Lenten Reflection: Ch. 8 of Thoughts in Solitude

14 February 2008

Merton gets sinny.  He asserts that all sin is rooted in ingratitude toward God.

He also makes an important distinction: a person either has gratitude or doesn’t.  Merton equates those people who exhibit “kinda gratitude” with the “lukewarm” of the Gospels whom Jesus will vomit up.

Merton says that gratitude is the recognition of God’s love in all things at all times.  So true.  Gratitude, like love, is not a mental attitude but an experience.  The grateful person knows God is good because he has experienced God’s love and is therefore grateful.

Half-hearted gratitude, toward God or toward others, is fairly repellent.  Either one is thankful or one isn’t; going halfway here is really bull.  In gratitude, however, one can truly cherish or appreciate what we have and what is before us.

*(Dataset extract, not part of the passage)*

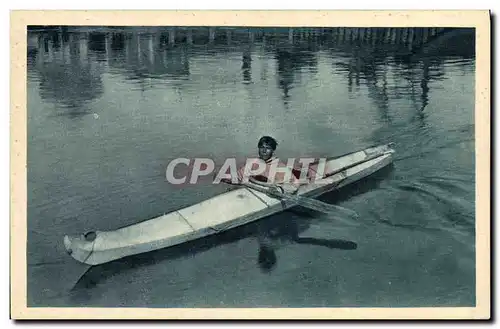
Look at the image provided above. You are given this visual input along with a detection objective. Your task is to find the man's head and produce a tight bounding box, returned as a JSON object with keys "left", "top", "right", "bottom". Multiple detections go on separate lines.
{"left": 258, "top": 136, "right": 278, "bottom": 161}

When we take something for granted —an oft mentioned failing we all have— is really a lack of gratitude.  I write this in the computer lab at school.  I often complain about my students, and I often take them for granted.  They give me the opportunity to teach and to have compassion and mercy for their many faults (and they have many).  Likewise, they offer me the opportunity to be forgiven when I lose my temper or am less than a great teacher (which is often in the latter case).